I dati del rapporto indicano i primi segnali di ripresa solo nella seconda metà del 2013. Il 2012, secondo Scenari Immobiliari, si chiuderà con un fatturato del settore in calo dell’1,3%, nei cinque principali Paesi europei. Un cambiamento di rotta è previsto per il 2013 con una crescita intorno all’1,6% e, andando oltre, per il 2014 si prevede una stabilità del mercato per la maggior parte dei Paesi europei, mentre in Germania e Inghilterra, secondo le previsioni di Scenari Immobiliari, ci sarà una crescita più intensa.

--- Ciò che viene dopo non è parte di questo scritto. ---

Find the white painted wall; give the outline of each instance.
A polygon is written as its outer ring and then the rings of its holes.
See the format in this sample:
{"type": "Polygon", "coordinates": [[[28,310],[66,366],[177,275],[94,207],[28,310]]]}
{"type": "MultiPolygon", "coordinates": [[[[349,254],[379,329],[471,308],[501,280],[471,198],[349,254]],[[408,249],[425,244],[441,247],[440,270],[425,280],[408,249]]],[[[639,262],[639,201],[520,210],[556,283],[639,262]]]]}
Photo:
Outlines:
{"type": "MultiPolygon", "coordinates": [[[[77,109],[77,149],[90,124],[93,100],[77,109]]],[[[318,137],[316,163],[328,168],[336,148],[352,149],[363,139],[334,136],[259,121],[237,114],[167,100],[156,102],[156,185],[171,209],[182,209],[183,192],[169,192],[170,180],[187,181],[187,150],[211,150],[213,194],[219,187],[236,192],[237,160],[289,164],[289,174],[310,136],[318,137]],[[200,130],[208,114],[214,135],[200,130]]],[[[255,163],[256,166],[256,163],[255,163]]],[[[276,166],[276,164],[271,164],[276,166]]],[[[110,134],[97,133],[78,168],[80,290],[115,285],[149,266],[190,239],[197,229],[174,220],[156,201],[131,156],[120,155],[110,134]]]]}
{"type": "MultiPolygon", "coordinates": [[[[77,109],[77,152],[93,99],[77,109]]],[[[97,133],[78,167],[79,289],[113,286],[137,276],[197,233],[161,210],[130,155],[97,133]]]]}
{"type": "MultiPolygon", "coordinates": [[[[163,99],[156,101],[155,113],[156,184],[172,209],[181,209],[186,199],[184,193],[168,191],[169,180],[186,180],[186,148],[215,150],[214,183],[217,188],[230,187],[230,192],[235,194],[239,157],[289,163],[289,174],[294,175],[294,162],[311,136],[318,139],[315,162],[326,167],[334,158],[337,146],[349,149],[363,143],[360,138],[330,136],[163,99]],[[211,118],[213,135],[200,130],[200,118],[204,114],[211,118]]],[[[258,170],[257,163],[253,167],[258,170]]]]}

Per il mercato immobiliare italiano una piccola ripresa si prevede nel 2013. Per l’anno in corso Scenari Immobiliari evidenzia una diminuzione del fatturato del 2% rispetto al 2011, mentre nel 2013 dovrebbe esserci una leggera ripresa pari allo 0,8%: ci sarà, quindi, una fase positiva, che interesserà prima il settore residenziale e si estenderà in seguito anche agli altri comparti del mercato immobiliare nazionale a partire dal 2014.

Per quanto riguarda i prezzi delle abitazioni, si segnala un calo dei valori del 2,2% nel 2012 e per il prossimo anno è previsto ancora un calo del -1,3%; prevista invece una sostanziale stabilità delle quotazioni per i settori terziario-uffici e commerciale e una lieve flessione per il comparto industriale.

Per quanto riguarda il segmento abitativo, gli operatori italiani intervistati da Scenari immobiliari per il 38,7% sono convinti che la ripresa si avrà nel secondo semestre 2013, per il 27,5% bisognerà invece aspettare il primo semestre 2014, mentre per il 10% la ripresa ci sarà nel 2015.

Secondo il presidente dell’Isituto Mario Breglia, però, ”il mercato immobiliare potrà riprendere il cammino solo se, come in altri Paesi europei, arriveranno stimoli fiscali per gli acquirenti privati, norme che attirino gli investimenti esteri, aiuti ai fondi immobiliari che investono in residenza e una rivisitazione dei prodotti meno cari e più ecosostenibili”.